Entry NLP3: Clean Data and Split into N-grams

14 minute read

In the first entry of this series, I figured out how to process the raw files. In the second entry, I figured out how to load all files in a directory (even if it has subdirectories) and store the data.

Now I’m ready to make the analysis case insensitive, remove punctuation and stopwords, and split what’s left into n-grams.

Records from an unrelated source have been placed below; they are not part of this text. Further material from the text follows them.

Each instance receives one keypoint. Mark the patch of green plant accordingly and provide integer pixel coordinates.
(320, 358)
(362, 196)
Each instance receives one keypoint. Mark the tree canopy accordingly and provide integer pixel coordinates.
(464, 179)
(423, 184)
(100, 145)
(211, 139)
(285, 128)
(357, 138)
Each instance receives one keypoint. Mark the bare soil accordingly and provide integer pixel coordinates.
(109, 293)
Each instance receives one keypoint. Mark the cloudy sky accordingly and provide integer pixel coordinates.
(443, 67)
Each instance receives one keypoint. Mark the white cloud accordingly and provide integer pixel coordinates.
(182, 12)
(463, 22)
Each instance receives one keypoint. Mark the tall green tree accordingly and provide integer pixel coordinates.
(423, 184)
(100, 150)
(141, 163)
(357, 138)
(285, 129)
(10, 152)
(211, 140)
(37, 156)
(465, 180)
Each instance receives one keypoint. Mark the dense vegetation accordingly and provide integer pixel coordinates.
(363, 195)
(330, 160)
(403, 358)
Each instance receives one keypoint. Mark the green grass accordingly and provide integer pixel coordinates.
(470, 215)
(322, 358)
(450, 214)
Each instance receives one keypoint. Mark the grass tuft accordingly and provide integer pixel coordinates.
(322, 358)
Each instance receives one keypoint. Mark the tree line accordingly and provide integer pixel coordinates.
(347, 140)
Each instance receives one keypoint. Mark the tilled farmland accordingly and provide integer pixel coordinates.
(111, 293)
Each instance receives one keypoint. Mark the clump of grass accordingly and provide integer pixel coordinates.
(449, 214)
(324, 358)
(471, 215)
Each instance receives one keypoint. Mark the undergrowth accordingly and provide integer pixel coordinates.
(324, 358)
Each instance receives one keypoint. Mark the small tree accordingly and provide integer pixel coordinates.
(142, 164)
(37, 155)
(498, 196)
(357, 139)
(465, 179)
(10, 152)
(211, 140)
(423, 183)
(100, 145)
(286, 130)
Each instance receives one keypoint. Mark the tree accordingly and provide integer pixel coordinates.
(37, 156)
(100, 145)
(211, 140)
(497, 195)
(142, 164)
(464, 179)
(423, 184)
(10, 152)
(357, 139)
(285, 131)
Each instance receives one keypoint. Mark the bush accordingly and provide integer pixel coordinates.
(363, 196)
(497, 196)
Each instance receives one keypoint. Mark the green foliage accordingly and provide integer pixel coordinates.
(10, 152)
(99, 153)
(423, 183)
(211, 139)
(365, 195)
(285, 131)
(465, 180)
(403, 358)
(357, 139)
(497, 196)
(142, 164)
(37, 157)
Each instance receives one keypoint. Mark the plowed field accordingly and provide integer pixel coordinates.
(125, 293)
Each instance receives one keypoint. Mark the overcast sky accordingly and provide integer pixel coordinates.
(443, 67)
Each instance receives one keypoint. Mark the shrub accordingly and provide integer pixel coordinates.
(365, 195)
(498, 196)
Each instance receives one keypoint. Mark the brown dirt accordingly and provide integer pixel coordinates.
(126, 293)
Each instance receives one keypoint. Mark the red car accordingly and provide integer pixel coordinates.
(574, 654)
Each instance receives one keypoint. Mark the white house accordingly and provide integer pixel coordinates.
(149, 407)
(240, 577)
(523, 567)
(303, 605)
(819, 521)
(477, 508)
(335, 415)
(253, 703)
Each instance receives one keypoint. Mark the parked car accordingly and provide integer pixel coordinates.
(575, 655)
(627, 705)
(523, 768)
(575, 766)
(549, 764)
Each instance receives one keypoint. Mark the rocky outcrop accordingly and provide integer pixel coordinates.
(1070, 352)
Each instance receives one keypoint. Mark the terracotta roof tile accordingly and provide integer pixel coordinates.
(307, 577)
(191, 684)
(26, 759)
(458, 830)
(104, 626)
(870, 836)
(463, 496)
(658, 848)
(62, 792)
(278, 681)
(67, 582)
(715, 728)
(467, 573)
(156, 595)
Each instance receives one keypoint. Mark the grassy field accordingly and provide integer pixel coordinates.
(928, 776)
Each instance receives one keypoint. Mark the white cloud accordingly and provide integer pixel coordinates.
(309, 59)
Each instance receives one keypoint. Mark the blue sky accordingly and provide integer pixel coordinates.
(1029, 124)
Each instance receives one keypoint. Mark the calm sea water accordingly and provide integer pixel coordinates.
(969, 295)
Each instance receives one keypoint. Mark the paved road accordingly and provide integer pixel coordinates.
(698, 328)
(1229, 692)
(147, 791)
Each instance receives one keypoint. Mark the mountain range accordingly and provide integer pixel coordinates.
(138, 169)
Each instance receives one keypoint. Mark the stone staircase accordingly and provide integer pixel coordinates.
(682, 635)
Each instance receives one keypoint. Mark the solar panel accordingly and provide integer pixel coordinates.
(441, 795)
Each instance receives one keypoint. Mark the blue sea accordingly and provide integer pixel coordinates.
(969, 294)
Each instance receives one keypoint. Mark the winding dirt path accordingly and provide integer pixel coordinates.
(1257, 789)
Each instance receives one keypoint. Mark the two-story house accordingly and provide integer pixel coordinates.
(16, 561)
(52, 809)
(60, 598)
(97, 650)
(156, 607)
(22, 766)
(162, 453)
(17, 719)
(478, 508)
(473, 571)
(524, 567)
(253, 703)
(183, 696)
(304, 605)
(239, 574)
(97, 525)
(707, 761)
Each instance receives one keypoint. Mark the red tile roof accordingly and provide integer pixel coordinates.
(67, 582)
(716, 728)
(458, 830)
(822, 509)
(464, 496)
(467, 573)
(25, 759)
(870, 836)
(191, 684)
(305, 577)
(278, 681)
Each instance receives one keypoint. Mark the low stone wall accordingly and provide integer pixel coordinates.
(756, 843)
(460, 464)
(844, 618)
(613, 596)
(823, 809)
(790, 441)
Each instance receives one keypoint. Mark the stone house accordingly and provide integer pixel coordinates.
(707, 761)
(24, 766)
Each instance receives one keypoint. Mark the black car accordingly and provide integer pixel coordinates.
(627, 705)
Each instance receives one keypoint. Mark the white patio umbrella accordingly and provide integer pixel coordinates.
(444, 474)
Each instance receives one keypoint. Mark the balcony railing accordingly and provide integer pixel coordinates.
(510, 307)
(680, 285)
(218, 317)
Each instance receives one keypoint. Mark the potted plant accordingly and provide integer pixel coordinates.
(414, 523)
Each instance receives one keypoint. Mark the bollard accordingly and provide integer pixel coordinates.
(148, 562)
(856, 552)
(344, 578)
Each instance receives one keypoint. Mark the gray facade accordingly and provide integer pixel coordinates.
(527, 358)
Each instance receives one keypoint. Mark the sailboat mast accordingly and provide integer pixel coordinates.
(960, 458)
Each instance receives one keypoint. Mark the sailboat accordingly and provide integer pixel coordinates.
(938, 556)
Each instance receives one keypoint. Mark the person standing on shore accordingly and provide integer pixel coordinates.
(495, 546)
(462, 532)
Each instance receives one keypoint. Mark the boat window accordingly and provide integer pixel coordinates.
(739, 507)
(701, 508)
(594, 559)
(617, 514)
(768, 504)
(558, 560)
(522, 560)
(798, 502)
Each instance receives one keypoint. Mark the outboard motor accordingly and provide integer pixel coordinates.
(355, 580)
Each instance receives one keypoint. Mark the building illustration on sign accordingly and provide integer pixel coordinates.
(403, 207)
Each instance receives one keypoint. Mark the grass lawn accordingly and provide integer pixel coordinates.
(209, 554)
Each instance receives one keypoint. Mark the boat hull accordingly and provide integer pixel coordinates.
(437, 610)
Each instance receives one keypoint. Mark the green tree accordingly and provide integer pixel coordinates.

Side note: To be fair, I worked on a pretty extensive NLP problem a few years ago. I’ll be reusing code and logic from that project.

import pandas as pd
import os
from IPython.display import display

import string
import re
import itertools
import nltk
nltk.download('stopwords')
def read_script(file_path):
    corpus = ''
    with open(file_path, 'r', encoding='latin-1') as l:
        for line in l:
            if (re.match('[^\d+]', line)
               ) and (re.match('^(?!\s*$).+', line)
                      ) and not (re.match('(.*www.*)|(.*http:*)', line)
                                ) and not (re.match('Sync and correct*', line)):
                line = re.sub('</?i>|</?font.*>', '', line)
                corpus = corpus + ' ' + line
    return corpus

def load_files_to_dict(file_path, return_dict):    
    for thing in os.scandir(file_path):
        if thing.is_dir():
            new_path = os.path.join(file_path, thing.name)
            new_dict = return_dict[thing.name] = {}
            load_files_to_dict(new_path, new_dict)
        elif thing.is_file:
            return_dict[thing.name] = read_script(f'{file_path}/{thing.name}')
    return return_dict
file_path = os.path.join(os.getcwd(), 'data', '1960s')
unilayer_dict = load_files_to_dict(file_path, {})

Remove Punctuation

The list of things to remove includes \n, which denotes a newline. I found that including \r (a carriage return) and \t (a tab) is also helpful. These characters can all be hard to spot as they are generally invisible and can randomly attach themselves to otherwise normal words.

newline_list = '\t\r\n'

Next I’ll spell out the special characters I want to remove from the text. Fortunately, there’s a list of punctuation included in the string library.

string.punctuation
'!"#$%&\'()*+,-./:;<=>?@[\\]^_`{|}~'

This list is pretty comprehensive. Between this and the newline_list I created above all the remaining characters from the “Remove” list are now addressed. For quick reference, I still had the following items to remove:

  • ’#’
  • ’-‘
  • ’(‘
  • ’)’
  • ’”’
  • ‘\n’

In my previous project, I discovered the translate method. It replaces specified characters with those described in a dictionary or mapping table. The method maketrans creates the mapping table. This set of methods is very handy method for proessing strings.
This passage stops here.